8. Marie Antoinette could have been rescued from execution.
After Louis XVI was executed, Marie Antoinette—then called Widow Capet and prisoner 280—was imprisoned in the Conciergerie. Her friend Alexandre Gonsse de Rougeville visited her wearing two carnations, one of which concealed a note promising her bribe money to help her escape. He dropped it while in her cell and either it was picked up by the guards, or Marie Antoinette read it and scribbled an affirmative response that was then read by the guards. On the night of the attempted escape, the guards were bribed and Marie Antoinette was brought down to meet her rescuers, but one of the guards foiled their plan despite already having pocketed the bribe.
9. Marie Antoinette apologized to her executioner.
For someone who lived such an extraordinary, lavish life, Marie Antoinette’s final words were profoundly humble. On her way to the guillotine, the very instrument of death that was used to kill her husband 10 months prior, she accidentally stepped on the executioner’s foot and said, “Pardon me, sir. I meant not to do it.”

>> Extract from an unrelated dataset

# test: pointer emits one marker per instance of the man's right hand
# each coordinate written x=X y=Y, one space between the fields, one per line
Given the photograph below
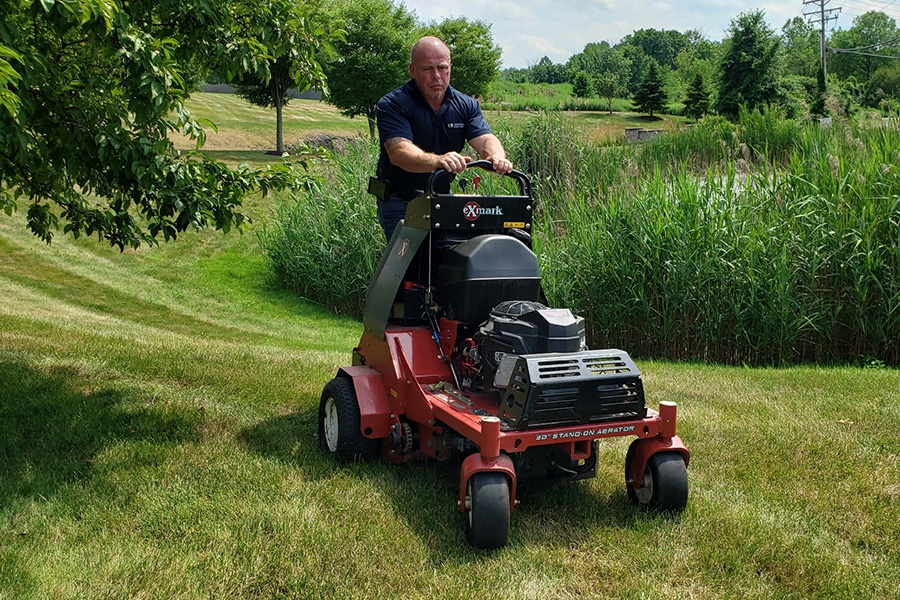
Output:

10. Marie Antoinette was buried in an unmarked grave, but didn't stay there.
After her execution at 12:15 p.m. on October 16, 1793, Marie Antoinette's body was dropped into a mass grave in the Madeleine cemetery, which was closed the following year because it had reached capacity. During the Bourbon Restoration following the fall of Napoleon, Marie Antoinette and Louis XVI’s bodies were exhumed on January 18, 1815, and given a royal burial at the Basilica of St. Denis just a few days later. Their remains are still there, but the Expiatory Chapel dedicated to them was designed in 1816 on the site at the Madeleine cemetery where they’d previously been unceremoniously interred.